When to Prune Roses in the High Desert – A Constant Dilemma
When to prune roses is a constant dilemma in the High Desert. Although this blog is titled “Southwest Desert Gardening,” there are so many different environments in the large sense and microclimates in the small sense, that no universal recommendations are possible. Roses are already reported to be blooming in Tucson, Arizona, and the good folks in Santa Fe will prune their roses even later than we do here in Albuquerque. My mom lives less than a mile from me as the crow flies, and she has already pruned her roses; her yard runs 5°-10°F warmer than mine. Within my very small yard are several microclimates. It is very warm against a south-facing wall, and quite cool against a north-facing wall; that is always the last place the snow melts in my yard.
The “Average Last Frost-Free Date” has generally – in the past – been agreed to be April 15. That has to be seen as truly an average for a large area, and it may not apply to many spots in that large area. It probably does apply to where I live, but I have friends in Corrales who regularly get freezes well into May, and sometimes even later. I generally prune around the beginning of April, and do not fertilize until well past mid-April. There have been years when I lost a lot of new growth in May from a late freeze.
A couple of weeks ago we had several days of very warm temperatures for February. A lot of my roses sent out new growth in response. Then we got a significant snow, with a few days of colder temps. Much of that new growth died. Had I pruned those roses, there would be many fewer spots for new growth to replace that killed in the cold. As it is, when it is time to prune, the result will be “no harm, no foul.”
The combination of warm days, plus too early to prune roses, has produced some wonderfully interesting photographic opportunities this year, however. I have already shown a variety of rose hips and “winter beauty.”

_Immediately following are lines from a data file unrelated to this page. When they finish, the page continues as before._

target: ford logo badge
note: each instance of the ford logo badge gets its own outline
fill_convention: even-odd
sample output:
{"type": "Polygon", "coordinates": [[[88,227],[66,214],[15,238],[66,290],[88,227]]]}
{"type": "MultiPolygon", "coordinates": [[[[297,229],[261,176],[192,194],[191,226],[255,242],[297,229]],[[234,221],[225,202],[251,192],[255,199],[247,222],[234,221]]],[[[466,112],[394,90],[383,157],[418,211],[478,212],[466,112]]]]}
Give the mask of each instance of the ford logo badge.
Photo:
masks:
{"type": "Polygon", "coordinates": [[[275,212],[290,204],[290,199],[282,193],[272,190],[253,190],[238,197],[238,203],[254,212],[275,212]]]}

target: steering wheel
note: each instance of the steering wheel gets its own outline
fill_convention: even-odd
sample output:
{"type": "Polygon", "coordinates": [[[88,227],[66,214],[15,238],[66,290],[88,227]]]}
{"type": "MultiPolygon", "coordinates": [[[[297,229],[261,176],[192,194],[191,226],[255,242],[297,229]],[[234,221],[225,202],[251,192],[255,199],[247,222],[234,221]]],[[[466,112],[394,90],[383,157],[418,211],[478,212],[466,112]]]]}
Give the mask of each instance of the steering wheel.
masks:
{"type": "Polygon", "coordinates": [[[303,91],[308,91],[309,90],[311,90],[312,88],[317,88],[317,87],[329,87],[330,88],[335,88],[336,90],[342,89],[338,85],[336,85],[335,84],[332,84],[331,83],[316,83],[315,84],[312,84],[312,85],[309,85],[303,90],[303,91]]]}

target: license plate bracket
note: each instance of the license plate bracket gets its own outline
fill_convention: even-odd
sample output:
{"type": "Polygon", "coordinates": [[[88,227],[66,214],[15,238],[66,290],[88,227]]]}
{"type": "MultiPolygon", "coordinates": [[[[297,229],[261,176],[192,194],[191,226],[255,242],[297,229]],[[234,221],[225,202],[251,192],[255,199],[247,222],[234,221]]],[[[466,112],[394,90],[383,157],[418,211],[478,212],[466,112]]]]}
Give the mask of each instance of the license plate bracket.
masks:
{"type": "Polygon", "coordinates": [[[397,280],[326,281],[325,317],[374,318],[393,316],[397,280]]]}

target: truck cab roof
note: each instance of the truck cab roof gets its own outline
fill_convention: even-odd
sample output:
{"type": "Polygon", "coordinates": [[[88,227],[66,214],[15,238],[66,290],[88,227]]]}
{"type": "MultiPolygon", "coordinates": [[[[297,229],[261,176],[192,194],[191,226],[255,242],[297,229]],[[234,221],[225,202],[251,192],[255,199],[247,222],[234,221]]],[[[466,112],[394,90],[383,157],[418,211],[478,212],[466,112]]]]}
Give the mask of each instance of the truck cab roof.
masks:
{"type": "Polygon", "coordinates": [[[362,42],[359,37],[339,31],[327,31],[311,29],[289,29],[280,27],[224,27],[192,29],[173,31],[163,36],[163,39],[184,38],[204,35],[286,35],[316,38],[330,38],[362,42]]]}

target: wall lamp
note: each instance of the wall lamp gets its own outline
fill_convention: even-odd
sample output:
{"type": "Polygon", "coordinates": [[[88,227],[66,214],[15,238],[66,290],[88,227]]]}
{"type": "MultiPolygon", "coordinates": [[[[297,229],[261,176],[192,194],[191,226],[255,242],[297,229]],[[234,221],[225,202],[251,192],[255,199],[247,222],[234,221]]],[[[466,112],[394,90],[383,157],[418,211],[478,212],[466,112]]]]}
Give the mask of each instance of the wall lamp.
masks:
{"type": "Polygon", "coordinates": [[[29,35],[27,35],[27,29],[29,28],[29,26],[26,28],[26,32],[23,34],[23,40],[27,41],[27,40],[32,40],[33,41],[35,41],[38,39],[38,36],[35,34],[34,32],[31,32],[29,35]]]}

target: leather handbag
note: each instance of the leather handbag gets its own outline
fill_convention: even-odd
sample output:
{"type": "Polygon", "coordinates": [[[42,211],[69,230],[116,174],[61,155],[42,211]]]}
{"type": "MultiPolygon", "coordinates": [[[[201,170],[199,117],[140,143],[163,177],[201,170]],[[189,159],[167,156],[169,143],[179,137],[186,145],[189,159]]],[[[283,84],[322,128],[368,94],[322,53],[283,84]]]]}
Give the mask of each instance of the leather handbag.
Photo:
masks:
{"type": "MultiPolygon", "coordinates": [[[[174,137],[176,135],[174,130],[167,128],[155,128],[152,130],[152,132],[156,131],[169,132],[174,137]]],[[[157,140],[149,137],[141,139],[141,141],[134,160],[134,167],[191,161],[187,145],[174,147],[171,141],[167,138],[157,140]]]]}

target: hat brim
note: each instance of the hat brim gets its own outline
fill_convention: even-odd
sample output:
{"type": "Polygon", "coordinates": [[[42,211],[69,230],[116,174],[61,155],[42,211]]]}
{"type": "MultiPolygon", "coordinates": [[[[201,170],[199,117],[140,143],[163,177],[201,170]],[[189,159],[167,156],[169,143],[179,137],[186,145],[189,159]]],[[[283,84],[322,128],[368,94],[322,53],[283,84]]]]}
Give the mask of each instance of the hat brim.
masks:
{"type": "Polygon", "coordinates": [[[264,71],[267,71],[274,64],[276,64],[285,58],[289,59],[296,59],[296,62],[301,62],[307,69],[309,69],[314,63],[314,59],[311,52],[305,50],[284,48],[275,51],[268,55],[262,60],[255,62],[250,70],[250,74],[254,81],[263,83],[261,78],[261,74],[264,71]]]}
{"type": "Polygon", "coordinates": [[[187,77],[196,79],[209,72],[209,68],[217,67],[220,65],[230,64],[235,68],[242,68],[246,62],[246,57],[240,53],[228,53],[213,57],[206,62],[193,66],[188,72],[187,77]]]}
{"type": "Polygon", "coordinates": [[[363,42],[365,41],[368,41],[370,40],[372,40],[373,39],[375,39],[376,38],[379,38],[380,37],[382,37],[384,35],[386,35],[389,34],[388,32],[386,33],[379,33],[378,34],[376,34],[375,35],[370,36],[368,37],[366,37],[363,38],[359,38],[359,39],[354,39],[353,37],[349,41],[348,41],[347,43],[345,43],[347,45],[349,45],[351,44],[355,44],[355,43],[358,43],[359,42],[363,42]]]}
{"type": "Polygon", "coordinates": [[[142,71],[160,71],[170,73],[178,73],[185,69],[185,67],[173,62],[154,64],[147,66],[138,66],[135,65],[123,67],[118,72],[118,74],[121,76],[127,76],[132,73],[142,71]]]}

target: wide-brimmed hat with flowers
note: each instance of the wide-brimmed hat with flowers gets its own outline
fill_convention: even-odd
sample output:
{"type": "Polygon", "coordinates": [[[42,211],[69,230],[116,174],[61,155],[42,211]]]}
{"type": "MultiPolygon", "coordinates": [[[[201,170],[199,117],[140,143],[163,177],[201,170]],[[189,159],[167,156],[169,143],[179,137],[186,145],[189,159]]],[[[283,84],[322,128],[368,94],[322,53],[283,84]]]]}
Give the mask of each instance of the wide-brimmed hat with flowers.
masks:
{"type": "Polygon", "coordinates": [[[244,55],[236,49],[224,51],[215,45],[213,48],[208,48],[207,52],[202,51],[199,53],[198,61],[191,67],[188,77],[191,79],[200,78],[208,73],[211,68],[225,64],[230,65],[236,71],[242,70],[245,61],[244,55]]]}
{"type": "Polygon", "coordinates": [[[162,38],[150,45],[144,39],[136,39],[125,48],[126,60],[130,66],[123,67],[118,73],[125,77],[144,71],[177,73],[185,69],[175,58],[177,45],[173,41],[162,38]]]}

The images for today’s post are from the modern shrub rose, ‘Route 66.’ The flowers are purple with a white eye, and have a strong, very pleasant scent. It is one of the first in my yard to bloom in the spring. As I was looking things over, I spotted a bud from last year that froze in the fall before it ever completely opened. You can tell, even as dried as it is, that the flower would have been purple. Because it did not bloom, a true hip did not form. I also found a “spray” of hips on ‘Route 66.’ When I do prune roses, this will be one of the first.